The perpetrators replaced the Italian masculine determinative article “il” with the Greek neuter equivalent “to,” but otherwise the masthead is identical to the one designed in 1971 by Giuseppe Trevisani, il manifesto’s first graphic designer. The only modification, which is telling, has to do with colors: there is no red strip underlining the name, but a yellow circle surrounding the first two letters.

After some investigation, attorneys Andrea Fiore and Alessio La Pegna, with the help of their Greek colleague Ioannis Apatzidis, sent a cease and desist letter on behalf of our cooperative to immediately cease publication of this pirated variant.

“Usually, those who try to appropriate others’ trademarks to exploit their fame use a little imagination. Perhaps by adding words or making small changes. Here, they just copy-pasted the name and font, only changing the definite article,” says La Pegna.

This name has 51 years of political positions and journalistic quality behind it. It cannot be besmirched by a propaganda rag carrying water for the current right-wing government led by Nea Dimkoratìa.

If you flip through “to manifesto,” you won’t find hard news, reportages or investigations, but only opinion pieces and political screeds which on the one hand glorify Greek Prime Minister Kyriakos Mitsotakis and his team, and on the other relentlessly attack the opposition led by Alexis Tsipras and Syriza.

More than half of the 30 or so articles that editor Alexandros Papastathopoulos authored between June and July have Tsipras in the headline or cover image. It’s nothing short of an obsession.

There are no well-known figures among the newspaper’s staff, and editor Haris Pavlides is not known in Greek journalism circles either. There is an old description of him in the local version of the Huffington Post website, in which, among other things, he is listed as a press adviser to Dimitris Avramopoulos, a Nea Dimokratìa figure who was formerly minister of justice and European commissioner for migration.

In Greece, newspaper circulation and sales are not public. So there are no very reliable numbers, but the circulation of “to manifesto” appears limited.

In the press freedom index compiled annually by Reporters Without Borders (RSF), Greece fell from 70th place out of 180 in 2021 to 108th this year. Two places below Ukraine, between Burundi and Zambia.

Radio, television and print media are, with very rare exceptions, mouthpieces for the right-wing. Partly because of this fact, since the funding channels are unclear, some are speculating that the ruling party is bankrolling this paper.

to manifesto” was born in April 2019, three months before the national elections. After a few pre-election physical editions, it continued to exist only as a website. The low circulation helped it stay inconspicuous, remaining hidden in the folds of the web.

On May 16, however, it returned to newsstands.

Accompanying the yellow and blue graphic announcing the news, which could be seen on the streets of Athens on the back of some buses, was the slogan: “At the center of power.”

Their Twitter profile, meanwhile, proclaims that “The middle class is the future of the nation.”

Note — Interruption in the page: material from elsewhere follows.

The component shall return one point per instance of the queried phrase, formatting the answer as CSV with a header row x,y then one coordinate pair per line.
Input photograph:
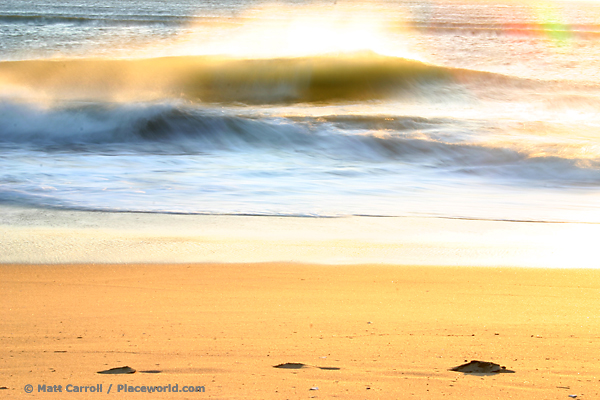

The crimes they’ve committed by copying the name and logo range from copyright infringement, to unfair competition, to plagiarism. il manifesto is a European-registered trademark, a historic trademark in Italy, and its protection goes beyond individual member states.

In this matter, however, the defense of our newspaper’s history matters more than just the protection of intellectual property. The red line underlining the letters of our masthead indicates a definite political orientation and an unblemished, independent publisher organized as a cooperative.

Those who want to make a yellow newspaper need to use another name.